De opnamen van het infraroodlicht dat door het gloeiende waterstofgas wordt uitgezonden, laten zien dat de wolk zowel voor als na zijn scheervlucht langs het zwarte gat compact was.
Het SINFONI-instrument van de VLT maakt niet alleen zeer scherpe opnamen, maar splitst het licht ook in zijn afzonderlijke infraroodkleuren. Aan de hand daarvan kan een schatting worden gemaakt van de snelheid van de wolk [3]. Vóór de dichtste nadering verwijderde de wolk zich met een snelheid van ongeveer tien miljoen kilometer per uur van de aarde, na zijn scheervlucht langs het zwarte gat kwam hij met ongeveer twaalf miljoen kilometer per uur op ons af.
Florian Peissker, promovendus aan de Universität zu Köln, die veel van de waarnemingen geeft gedaan, zegt: ‘Aanwezig zijn bij de telescoop en de gegevens live zien binnenkomen, was een fascinerende ervaring,’ en Monica Valencia-S., postdoc aan dezelfde universiteit, die vervolgens de ingewikkelde dataverwerking voor haar rekening nam, voegt daaraan toe: ‘Het was verbazingwekkend om te zien dat de gloed van de stofrijke wolk voor en na de dichte nadering van het zwarte gat compact bleef.’
Hoewel eerdere waarnemingen erop hadden gewezen dat het G2-object uitgerekt werd, vertoonden de nieuwe waarnemingen geen aanwijzingen dat de wolk significant uitgesmeerd is. Hij is niet waarneembaar langer geworden en vertoont ook geen grotere snelheidsspreiding.
Het team heeft niet alleen waarnemingen gedaan met het SINFONI-instrument, maar met behulp van het NACO-instrument van de VLT ook uitgebreid gekeken naar de polarisatie van het licht dat afkomstig is uit het gebied van het zwarte gat. Uit deze waarnemingen, tot nu toe de beste in hun soort, blijkt dat de aanvoer van de materie die door het zwarte gat wordt aangetrokken heel stabiel is. Tot dusver is die aanvoer niet verstoord door de aankomst van materie van de G2-wolk.
Het feit dat de stofrijke wolk bestand is tegen de extreme gravitationele getijdenkrachten in de directe omgeving van het zwarte gat, wijst er sterk op dat deze een compact object met een zware kern omhult, en geen los rondzwervende gaswolk is. Dit wordt ook bevestigd door het uitblijven (tot nu toe) van aanwijzingen dat het centrale monster met extra materie wordt gevoed: dat zou een verhoogde activiteit veroorzaken.
Andreas Eckart vat de nieuwe resultaten samen: ‘We hebben alle recente gegevens bekeken, met name die van de periode in 2014 waarin de dichtste nadering tot het zwarte gat plaatsvond.
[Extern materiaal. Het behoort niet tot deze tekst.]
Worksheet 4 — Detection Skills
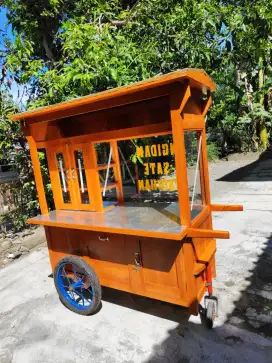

We kunnen niet bevestigen dat het object significant uitgerekt is. Het gedraagt zich bepaald niet als een kernloze stofwolk. We denken dat het een in stof gehulde jonge ster moet zijn.’
Noten
[1] Dit zijn heel moeilijke waarnemingen, omdat het gebied schuilgaat achter dikke stofwolken, wat betekent dat de waarnemingen in het infrarood moeten worden gedaan. Bovendien speelt alles zich heel dicht in de buurt van het zwarte gat af, waardoor adaptieve optiek nodig is om opnamen te kunnen maken die scherp genoeg zijn. Het team gebruikte het SINFONI-instrument van ESO’s Very Large Telescope en hield met het NACO-instrument het gepolariseerde licht uit de directe omgeving van het zwarte gat in de gaten.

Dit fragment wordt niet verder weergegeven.